I do not say that local government employees should not be within the ambit of the GREAT Act. In a very real sense, they are government employees. They carry on many activities which are governmental in character. They do so under legislation of the State Parliament. But from the beginning of this form of statutory review, both under the Crown Employees Appeal Board Act 1944 and under the GREAT Act, local government employees have been excluded. As the terms of reference for the Bowen Committee suggest, this has been a deliberate decision of succeeding governments and parliaments. That decision can be unmade. But in the end I have concluded that it should be unmade by parliament, not by the court, reading into an admittedly ambiguous provision an operation which fairly clearly was not intended.

Conclusions and orders:

The result is that the Council's appeal to this Court must succeed.
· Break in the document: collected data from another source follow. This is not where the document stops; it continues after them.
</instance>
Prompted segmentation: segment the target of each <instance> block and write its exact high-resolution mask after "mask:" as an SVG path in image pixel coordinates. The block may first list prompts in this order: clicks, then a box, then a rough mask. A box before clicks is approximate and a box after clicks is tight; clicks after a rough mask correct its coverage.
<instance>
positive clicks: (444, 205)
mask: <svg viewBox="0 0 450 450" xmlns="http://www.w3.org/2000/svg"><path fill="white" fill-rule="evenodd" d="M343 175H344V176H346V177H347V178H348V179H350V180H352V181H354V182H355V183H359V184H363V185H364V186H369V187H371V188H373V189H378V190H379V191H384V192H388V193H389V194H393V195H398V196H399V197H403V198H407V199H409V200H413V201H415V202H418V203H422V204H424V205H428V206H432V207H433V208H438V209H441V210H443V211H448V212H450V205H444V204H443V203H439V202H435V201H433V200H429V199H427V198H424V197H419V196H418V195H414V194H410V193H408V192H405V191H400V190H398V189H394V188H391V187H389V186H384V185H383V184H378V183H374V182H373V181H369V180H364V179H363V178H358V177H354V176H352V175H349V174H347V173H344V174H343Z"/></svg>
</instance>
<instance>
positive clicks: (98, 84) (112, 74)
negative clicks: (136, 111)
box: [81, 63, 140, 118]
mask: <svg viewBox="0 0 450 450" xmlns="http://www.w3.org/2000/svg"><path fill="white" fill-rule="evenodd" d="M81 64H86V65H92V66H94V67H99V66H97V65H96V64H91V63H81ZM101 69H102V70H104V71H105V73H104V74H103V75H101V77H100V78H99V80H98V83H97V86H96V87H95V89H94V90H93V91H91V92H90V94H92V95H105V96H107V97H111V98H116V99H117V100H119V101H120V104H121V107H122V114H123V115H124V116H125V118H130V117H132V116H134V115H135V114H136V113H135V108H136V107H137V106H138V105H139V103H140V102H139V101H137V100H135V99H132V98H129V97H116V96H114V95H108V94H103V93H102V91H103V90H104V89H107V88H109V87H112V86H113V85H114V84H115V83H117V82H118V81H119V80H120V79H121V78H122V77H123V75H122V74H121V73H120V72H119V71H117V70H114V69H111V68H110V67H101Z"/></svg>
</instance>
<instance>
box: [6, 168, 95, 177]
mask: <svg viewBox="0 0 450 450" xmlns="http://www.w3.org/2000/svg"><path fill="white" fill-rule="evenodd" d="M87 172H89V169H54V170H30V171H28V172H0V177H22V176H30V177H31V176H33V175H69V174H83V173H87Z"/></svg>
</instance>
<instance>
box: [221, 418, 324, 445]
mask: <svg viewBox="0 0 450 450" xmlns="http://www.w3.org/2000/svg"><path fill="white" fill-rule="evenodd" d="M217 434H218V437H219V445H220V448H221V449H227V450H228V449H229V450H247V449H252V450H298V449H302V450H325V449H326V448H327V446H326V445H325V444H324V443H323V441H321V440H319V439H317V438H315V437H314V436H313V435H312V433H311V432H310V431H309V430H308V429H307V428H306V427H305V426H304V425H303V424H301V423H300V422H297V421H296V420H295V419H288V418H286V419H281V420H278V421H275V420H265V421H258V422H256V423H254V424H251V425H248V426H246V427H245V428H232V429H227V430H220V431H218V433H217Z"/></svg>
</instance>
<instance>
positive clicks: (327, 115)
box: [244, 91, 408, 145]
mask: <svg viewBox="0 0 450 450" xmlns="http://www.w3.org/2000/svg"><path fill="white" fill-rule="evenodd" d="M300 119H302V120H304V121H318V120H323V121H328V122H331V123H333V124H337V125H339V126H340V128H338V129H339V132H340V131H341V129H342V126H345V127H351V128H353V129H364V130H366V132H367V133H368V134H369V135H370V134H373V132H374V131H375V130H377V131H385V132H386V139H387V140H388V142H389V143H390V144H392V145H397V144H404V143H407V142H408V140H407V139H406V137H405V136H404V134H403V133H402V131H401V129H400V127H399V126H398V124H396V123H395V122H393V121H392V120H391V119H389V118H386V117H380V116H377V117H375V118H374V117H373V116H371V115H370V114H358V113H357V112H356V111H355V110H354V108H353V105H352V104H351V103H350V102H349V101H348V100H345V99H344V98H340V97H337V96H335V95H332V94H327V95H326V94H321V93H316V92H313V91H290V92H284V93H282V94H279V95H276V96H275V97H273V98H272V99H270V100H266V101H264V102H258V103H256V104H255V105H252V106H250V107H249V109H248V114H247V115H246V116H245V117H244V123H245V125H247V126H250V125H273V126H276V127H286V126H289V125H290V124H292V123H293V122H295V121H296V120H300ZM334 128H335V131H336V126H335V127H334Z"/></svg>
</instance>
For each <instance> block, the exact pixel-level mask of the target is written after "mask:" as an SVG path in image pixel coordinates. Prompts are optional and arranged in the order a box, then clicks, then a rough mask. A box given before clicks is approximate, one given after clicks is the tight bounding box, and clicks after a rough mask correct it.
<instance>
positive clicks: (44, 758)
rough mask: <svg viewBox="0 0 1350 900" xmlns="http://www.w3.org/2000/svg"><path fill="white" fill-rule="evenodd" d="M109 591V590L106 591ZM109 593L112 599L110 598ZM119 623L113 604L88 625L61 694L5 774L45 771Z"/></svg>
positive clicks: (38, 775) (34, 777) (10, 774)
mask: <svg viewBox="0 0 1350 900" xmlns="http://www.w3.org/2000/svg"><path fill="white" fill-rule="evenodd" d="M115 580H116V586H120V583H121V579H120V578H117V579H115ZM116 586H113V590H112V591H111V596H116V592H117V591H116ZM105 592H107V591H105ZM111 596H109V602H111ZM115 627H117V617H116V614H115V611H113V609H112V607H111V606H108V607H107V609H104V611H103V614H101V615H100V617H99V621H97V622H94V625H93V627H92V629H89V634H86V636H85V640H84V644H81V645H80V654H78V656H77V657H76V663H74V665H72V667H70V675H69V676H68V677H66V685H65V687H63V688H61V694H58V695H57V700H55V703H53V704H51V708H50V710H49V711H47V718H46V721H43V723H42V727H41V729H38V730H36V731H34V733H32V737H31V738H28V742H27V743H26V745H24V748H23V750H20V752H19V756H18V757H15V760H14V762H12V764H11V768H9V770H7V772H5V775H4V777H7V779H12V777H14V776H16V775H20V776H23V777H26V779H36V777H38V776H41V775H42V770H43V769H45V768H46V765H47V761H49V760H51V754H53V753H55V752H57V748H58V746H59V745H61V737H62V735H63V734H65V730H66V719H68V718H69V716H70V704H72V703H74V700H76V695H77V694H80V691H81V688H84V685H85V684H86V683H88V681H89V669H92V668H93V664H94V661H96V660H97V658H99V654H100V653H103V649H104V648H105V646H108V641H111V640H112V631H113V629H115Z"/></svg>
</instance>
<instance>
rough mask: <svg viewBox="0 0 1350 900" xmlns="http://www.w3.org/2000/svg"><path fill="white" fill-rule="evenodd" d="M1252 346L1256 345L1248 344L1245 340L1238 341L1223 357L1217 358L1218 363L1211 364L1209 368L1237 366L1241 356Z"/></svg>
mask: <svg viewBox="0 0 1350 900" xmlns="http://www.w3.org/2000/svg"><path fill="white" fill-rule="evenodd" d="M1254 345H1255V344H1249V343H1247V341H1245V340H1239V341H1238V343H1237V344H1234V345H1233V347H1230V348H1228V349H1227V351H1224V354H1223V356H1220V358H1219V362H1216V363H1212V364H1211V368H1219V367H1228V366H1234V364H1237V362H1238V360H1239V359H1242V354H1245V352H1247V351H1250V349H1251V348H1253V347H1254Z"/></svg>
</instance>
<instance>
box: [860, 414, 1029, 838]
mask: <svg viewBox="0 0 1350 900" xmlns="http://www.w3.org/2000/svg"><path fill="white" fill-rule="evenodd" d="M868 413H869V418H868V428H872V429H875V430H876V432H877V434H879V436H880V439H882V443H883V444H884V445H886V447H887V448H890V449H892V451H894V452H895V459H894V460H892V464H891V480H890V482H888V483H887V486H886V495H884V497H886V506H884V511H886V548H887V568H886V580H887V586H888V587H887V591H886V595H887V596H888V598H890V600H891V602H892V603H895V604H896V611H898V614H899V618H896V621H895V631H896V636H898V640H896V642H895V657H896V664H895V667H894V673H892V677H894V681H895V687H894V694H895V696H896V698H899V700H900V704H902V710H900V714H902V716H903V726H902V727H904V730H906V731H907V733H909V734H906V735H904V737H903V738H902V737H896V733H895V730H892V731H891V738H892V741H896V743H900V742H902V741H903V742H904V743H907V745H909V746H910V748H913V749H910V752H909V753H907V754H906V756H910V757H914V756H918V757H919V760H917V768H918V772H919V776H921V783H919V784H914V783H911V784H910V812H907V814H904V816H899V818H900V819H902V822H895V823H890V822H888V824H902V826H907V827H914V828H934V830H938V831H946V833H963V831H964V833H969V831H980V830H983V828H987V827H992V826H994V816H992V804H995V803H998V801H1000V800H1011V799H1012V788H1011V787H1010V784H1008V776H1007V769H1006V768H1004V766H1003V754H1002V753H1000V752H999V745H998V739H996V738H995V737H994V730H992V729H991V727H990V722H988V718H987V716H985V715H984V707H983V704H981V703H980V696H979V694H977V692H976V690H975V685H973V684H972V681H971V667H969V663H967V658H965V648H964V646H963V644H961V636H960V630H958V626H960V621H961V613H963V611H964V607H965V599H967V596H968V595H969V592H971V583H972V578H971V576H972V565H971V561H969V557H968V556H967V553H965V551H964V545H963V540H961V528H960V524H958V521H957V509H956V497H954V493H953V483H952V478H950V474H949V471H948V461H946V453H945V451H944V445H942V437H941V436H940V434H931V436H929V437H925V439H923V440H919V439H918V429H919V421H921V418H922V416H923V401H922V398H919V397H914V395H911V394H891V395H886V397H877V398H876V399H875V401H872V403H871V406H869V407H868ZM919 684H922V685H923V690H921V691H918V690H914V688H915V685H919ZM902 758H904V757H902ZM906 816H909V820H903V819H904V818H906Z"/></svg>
I would propose the following orders:

1.
Appeal allowed;
2.
Set aside the decision of the Government and Related Employees Appeal Tribunal in appeal No 756 of 1993, by which the Tribunal held that it had jurisdiction to hear and determine the appeal;
3.
In lieu thereof:

(a)
declare that the Government and Related Employees Appeal Tribunal does not have jurisdiction to hear and determine appeal No 756 of 1993;
(b)
order that the purported appeal by the respondent to the Tribunal in appeal No 756 of 1993 be struck out for want of jurisdiction;

4.
Order that the respondent pay the appellant's costs of the appeal; and
5.
Reserve liberty to the parties to apply to the Tribunal or to this Court for any further or other relief, provided such application is made within twenty-eight days of these orders.